'Re: [PATCH] KVM: PPC: Book3S HV: Make the guest MMU hash table size configurable'

[prev in list] [next in list] [prev in thread] [next in thread] 

List:       kvm
Subject:    Re: [PATCH] KVM: PPC: Book3S HV: Make the guest MMU hash table size configurable
From:       Avi Kivity <avi () redhat ! com>
Date:       2012-04-30 13:34:33
Message-ID: 4F9E94E9.9040500 () redhat ! com
[Download RAW message or body]

On 04/30/2012 02:54 PM, Paul Mackerras wrote:
> > >
> > > It's not practical to grow the HPT after the guest has started
> > > booting.  It is possible to have two HPTs: one that the guest sees,
> > > which can be in pageable memory, and another shadow HPT that the
> > > hardware uses, which has to be in physically contiguous memory.  In
> > > this model the size of the shadow HPT can be changed at will, at the
> > > expense of having to reestablish the entries in it, though that can be
> > > done on demand.  I have avoided that approach until now because it
> > > uses more memory and is slower than just having a single HPT.
> > 
> > This is similar to x86 in the pre npt/ept days, it's indeed slow.  I
> > guess we'll be stuck with the pv hash until you get nested lookups (at
> > least a nested hash lookup is just 3 accesses instead of 24).
>
> How do you get 24?  Naively I would have thought that with a 4-level
> guest page table and a 4-level host page table you would get 16
> accesses.  

Each of the four guest ptes requires 4 host ptes accesses for
translation, plus one access to fetch the pte itself.  Finally the data
access itself needs 4 host ptes.  4*5+4 = 24 -- so we need 25 memory
accesses in a guest to fetch a word with an empty TLB, compared to 5 on
bare metal.

> I have seen a research paper that shows that those accesses
> can be cached really well, whereas accesses in a hash generally don't
> cache well at all.

Yes, generally the first three levels (on both guest and host) cache
well, plus there are intermediate TLB entries for them.  The last level
misses on large guests (since it occupies 0.2% of memory even with a
single mm_struct), which is why we (=Andrea) implemented transparent
huge pages that remove it completely.  Another thing that can't be done
on ppc IIUC.  Maybe you should talk to your hardware people.
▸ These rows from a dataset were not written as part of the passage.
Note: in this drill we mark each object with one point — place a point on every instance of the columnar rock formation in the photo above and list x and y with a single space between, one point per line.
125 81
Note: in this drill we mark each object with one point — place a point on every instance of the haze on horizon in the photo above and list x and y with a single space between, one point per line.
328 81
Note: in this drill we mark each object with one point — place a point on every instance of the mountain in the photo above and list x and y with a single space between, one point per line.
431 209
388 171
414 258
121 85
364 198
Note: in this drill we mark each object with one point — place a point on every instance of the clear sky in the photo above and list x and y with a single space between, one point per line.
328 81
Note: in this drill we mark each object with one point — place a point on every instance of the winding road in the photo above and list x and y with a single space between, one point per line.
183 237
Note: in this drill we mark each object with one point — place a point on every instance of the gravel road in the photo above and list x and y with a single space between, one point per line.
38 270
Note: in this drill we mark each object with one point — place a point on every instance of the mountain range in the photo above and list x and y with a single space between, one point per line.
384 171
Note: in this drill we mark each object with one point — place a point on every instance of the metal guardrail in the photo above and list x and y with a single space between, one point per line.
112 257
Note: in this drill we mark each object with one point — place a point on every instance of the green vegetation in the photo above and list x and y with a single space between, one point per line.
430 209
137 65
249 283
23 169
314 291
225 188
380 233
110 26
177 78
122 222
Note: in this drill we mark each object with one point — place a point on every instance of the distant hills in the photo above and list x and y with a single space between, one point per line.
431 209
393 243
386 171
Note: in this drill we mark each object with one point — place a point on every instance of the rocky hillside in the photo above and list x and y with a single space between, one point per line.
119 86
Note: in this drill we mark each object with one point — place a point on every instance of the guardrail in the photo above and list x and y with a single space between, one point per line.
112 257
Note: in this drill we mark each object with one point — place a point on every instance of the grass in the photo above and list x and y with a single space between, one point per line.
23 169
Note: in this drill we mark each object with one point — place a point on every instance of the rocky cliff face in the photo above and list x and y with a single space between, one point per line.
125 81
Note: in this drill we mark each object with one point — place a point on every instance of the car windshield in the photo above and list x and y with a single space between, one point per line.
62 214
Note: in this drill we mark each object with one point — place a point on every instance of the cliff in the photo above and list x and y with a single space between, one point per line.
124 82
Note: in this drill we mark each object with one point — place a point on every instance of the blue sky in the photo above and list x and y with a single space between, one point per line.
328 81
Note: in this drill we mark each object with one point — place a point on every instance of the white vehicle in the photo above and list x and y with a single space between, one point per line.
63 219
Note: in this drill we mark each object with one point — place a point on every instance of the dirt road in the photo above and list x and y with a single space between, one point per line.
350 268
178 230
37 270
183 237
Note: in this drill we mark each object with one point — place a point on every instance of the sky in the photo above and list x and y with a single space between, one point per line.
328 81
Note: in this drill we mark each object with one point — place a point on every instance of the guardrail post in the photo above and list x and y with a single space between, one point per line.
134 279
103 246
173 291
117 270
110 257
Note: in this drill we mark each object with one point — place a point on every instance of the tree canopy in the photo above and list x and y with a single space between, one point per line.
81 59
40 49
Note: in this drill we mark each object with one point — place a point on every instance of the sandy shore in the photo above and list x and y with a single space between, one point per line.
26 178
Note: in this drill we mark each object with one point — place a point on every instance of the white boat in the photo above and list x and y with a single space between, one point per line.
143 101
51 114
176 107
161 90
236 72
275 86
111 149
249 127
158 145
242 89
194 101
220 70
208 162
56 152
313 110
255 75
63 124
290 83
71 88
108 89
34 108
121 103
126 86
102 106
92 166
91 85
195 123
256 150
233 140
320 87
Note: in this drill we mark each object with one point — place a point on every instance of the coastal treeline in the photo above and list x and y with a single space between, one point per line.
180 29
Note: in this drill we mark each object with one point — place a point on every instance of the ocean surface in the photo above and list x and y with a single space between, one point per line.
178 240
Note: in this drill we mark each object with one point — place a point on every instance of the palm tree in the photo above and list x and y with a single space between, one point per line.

> > How are limits managed?  Won't a user creating a thousand guests with a
> > 16MB hash each bring a server to its knees?
>
> Well, that depends on how much memory the server has.  In my
> experience the limit seems to be about 300 to 400 guests on a POWER7
> with 128GB of RAM; that's with each guest getting 0.5GB of RAM (about
> the minimum needed to boot Fedora or RHEL successfully) and using KSM.
> Beyond that it gets really short of memory and starts thrashing.  It
> seems to be the guest memory that consumes the memory rather than the
> HPTs, which are much smaller.  And for a 0.5GB guest, a 1MB HPT is
> ample, so 1000 guests then only use up 1GB.  Part of the point of my
> patch is to allow userspace to make the HPT be 1MB rather than 16MB
> for small guests like these.
>

Okay, sounds reasonable for the constraints you have.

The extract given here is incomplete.